Pardon me while I briefly interrupt the series about making friends as an expat to provide this commentary and feedback on today’s ruling by the California Supreme Court, upholding Proposition 8, which defines marraige as “between one man and one woman”.
While my initial reaction to today’s California Supreme Court ruling upholding Proposition 8 was one of disappointment, I really am not that worked up over it, for two reasons:
First, the court was ruling on whether the ballot initiative process was a legal way to change the constitution. For better or for worse, the supporters of Prop 8 did follow the process. The problem here is less one of equality and more one of California having a dysfunctional ballot initiative process. As a Californian for more than thirty years, I’ll be the first to say that the initiative process has caused many more problems that it has solved. So, if you’re upset at the ruling, turn some of that righteous indignation towards changing the state’s way of creating laws.
Second, while the word “marriage” is very powerful, same sex couples in California still have all the rights, responsibilities, and privileges of marriage through the state’s civil union process. So, from a practical standpoint, a couple who gets a civil union tomorrow is afforded all of the same state benefits as couples who have one of the 18,000 same-sex marriages that the court ruled are still valid.
The fight over Prop 8, while important, is a red herring.
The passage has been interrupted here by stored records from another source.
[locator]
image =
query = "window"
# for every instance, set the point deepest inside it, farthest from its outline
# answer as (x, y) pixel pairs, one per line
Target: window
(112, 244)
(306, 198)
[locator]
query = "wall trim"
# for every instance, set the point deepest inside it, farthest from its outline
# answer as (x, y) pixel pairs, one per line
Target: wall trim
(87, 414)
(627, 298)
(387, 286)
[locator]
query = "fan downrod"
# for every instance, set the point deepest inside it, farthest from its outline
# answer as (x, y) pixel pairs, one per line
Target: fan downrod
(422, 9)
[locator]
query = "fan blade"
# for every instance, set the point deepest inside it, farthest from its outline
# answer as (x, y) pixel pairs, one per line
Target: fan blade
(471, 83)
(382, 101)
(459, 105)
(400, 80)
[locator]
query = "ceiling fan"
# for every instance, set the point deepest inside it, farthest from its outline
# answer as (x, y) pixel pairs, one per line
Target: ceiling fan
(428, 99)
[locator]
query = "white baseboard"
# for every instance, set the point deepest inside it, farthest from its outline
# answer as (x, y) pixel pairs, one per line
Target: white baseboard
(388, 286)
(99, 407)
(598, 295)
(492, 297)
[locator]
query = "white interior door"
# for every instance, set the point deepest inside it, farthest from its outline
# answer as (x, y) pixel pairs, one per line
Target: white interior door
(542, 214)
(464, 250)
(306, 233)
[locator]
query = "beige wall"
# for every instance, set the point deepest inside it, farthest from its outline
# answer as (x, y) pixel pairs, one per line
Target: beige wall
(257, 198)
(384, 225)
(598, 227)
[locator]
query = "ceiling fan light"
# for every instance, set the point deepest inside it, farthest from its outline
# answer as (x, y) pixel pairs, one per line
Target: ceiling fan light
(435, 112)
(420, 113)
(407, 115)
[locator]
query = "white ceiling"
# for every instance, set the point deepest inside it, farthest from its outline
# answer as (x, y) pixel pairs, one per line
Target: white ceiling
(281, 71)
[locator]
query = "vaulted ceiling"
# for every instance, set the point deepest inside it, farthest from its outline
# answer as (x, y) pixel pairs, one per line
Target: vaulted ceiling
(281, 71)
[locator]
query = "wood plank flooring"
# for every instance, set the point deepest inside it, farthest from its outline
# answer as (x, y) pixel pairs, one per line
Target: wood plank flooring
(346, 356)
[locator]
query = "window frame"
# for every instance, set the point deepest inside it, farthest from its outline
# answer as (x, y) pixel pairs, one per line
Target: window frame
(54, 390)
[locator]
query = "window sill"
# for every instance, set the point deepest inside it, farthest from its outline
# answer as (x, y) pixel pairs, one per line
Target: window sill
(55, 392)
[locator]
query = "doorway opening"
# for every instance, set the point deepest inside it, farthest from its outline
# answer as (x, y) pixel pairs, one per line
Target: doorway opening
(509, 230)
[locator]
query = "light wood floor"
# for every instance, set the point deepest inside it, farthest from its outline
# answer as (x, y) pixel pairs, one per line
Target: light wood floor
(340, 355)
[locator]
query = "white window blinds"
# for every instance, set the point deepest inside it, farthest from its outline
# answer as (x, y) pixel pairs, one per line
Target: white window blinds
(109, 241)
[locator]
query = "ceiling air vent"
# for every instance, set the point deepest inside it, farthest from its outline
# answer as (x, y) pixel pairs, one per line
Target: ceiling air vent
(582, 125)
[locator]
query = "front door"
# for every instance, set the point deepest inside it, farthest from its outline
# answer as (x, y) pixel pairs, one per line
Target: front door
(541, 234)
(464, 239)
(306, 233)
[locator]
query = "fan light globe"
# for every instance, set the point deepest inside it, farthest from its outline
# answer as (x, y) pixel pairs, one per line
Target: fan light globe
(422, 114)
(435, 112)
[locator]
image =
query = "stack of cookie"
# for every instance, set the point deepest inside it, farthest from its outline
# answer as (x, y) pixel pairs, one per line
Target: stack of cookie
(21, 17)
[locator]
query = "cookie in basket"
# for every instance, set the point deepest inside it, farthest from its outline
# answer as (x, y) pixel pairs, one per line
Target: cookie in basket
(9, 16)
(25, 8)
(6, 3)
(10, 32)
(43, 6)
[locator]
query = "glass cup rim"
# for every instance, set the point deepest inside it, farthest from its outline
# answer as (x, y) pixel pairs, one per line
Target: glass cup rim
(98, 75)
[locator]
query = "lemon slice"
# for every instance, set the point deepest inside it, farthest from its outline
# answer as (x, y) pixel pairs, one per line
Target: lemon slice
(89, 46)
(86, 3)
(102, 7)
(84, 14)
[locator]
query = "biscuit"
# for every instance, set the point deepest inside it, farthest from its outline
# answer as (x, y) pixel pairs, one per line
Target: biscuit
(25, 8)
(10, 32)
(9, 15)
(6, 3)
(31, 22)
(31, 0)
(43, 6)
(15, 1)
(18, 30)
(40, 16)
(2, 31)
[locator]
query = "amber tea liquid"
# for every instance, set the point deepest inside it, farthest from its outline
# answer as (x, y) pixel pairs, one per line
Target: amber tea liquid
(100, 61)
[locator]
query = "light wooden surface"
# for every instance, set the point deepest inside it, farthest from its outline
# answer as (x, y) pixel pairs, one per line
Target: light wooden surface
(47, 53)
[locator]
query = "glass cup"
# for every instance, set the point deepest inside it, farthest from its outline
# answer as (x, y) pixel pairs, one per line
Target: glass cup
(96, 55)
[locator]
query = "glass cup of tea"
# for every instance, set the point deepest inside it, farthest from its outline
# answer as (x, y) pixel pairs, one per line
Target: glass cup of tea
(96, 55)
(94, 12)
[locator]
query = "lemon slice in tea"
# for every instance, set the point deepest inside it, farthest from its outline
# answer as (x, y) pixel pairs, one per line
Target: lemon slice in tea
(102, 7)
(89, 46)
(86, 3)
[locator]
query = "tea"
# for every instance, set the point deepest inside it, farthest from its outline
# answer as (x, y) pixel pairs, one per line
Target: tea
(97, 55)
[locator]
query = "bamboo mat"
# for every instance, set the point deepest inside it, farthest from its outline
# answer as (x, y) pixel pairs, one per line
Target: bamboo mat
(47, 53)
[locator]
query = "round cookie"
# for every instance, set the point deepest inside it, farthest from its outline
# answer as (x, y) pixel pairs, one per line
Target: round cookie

Here’s the real battle, friends: At the federal level, regardless of whether we have a “marriage” or a “civil union” in any of the fifty states or the District of Columbia, same sex couples do not have ANY federal rights. There are 1,138 specific federal rights identified by the Government Accounting Office that married couples are afforded, including (most importantly for me and Tawn) immigration rights.
The struggle to gain full equal rights will be a long one. Along that road we will face significant setbacks, obstacles and distractions. We need to look at things in a broad context at each step of the way, making sure our efforts are focused on the endgame. While winning back the right to have a “marriage” versus a “civil union” in California is important, and something that I look forward to, in forty of the states we can’t even have the civil union and at the federal level, having either doesn’t matter. That’s where the real battle lies.